Débat entre candidats au pied de la médina de Casablanca

Écrit par  Julien PEYRON

 

Vue-ensembleLe sort d’un député de la prochaine législature se jouait mercredi 30 mai à plus de 2000 kilomètres de l’Assemblée nationale, dans la capitale économique du Maroc, Casablanca. Les principaux candidats de la 9e circonscription des Français de l’étranger s’y étaient donné rendez-vous à l’occasion de l’unique débat de leur campagne. Dans le cadre feutré d’un restaurant chic, niché sur les remparts de l’ancienne medina, ils ont fait valoir leurs arguments pendant plus de deux heures, devant une centaine de personnes et une dizaine de journalistes marocains.

N’étaient le chant du muezzin de la mosquée voisine et l’odeur sucrée du thé à la menthe, on se serait cru en France : le candidat du PS a attaqué le représentant de l’UMP, qui le lui a bien rendu, aidé de temps à autres par les "alliés" des socialistes, le Front de Gauche et Europe Ecologie-Les Verts (EELV). Les représentants du centre sont eux restés plus réservés, au risque de faire somnoler par moment les spectateurs, avachis dans les larges coussins mis à leur disposition par les organisateurs.

 

Une absence remarquée

Sur les 14 prétendants en lice dans la circonscription, huit avaient accepté de débattre. Ou plutôt sept, la candidate de l’UMP, Khadija Doukali, ayant prétexté un voyage en Côte d’Ivoire pour se faire remplacer au pied levé par le délégué national UMP du Maroc, Jean-Luc Martinet. « Par souci d’économie, elle avait acheté son billet très en avance pour ce déplacement à Abidjan » s’est-il excusé, sans parvenir à convaincre une large partie de l’auditoire visiblement acquise à la cause du candidat socialiste Pouria Amirshahi.

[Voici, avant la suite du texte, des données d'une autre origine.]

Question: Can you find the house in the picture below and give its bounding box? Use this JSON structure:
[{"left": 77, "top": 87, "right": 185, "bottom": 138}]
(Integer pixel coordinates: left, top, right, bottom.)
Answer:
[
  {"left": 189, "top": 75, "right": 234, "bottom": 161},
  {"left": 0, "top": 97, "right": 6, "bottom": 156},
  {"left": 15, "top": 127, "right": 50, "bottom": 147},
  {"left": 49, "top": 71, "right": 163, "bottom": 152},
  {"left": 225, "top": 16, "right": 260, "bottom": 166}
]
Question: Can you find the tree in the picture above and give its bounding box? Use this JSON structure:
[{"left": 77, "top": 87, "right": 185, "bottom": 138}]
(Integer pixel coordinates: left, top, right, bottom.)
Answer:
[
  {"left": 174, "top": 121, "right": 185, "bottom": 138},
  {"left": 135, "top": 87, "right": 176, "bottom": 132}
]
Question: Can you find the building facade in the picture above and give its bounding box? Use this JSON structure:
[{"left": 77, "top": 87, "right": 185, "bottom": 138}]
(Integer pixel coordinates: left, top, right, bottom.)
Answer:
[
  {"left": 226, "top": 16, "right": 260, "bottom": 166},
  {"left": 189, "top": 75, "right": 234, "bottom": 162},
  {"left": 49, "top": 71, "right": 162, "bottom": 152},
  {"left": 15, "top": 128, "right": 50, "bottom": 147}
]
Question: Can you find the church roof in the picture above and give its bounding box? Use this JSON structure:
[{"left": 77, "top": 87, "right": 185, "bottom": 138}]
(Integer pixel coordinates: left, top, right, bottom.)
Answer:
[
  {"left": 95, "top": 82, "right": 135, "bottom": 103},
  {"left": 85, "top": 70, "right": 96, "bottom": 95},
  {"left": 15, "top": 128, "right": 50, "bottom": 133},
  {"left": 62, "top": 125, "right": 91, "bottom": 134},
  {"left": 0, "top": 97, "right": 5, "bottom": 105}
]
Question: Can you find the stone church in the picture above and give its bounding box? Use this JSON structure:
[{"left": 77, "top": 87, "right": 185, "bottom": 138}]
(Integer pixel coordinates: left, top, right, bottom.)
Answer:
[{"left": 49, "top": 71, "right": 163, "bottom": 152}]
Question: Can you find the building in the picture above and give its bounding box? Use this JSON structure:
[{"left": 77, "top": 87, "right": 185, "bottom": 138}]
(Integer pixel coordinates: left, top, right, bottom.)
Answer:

Le Maroc passait pourtant pour être l’un des rares bastions de la droite dans cette 9e circonscription de l’étranger. Mais le royaume chérifien penche lui aussi désormais à gauche, M. Martinet reconnaissant même que "jamais l’UMP n’avait été aussi bas dans le pays" [44,87% pour Nicolas Sarkozy au second tour de la présidentielle, ndlr], avant d’avancer un début d’explication. "Le positionnement de la campagne voulu à Paris n’a pas été favorable au dialogue avec les Français vivant au sud de la Méditerranée."

 

Aicha-GUENDOUZE-Radicaux-de-GaucheFrançois Hollande "à la mode" à Casablanca

Si Nicolas Sarkozy n’a plus la cote auprès des Français du Maroc, il n’en est pas de même pour son ancien rival, dont la victoire a été saluée par plusieurs candidats lors de leurs prises de parole. "Je vois que François Hollande est à la mode" s’est félicité Pouria Amirshahi, qui n’a eu de cesse au cours de sa campagne de demander aux électeurs "de donner au nouveau président de la République la majorité dont il a besoin pour mettre en oeuvre le changement".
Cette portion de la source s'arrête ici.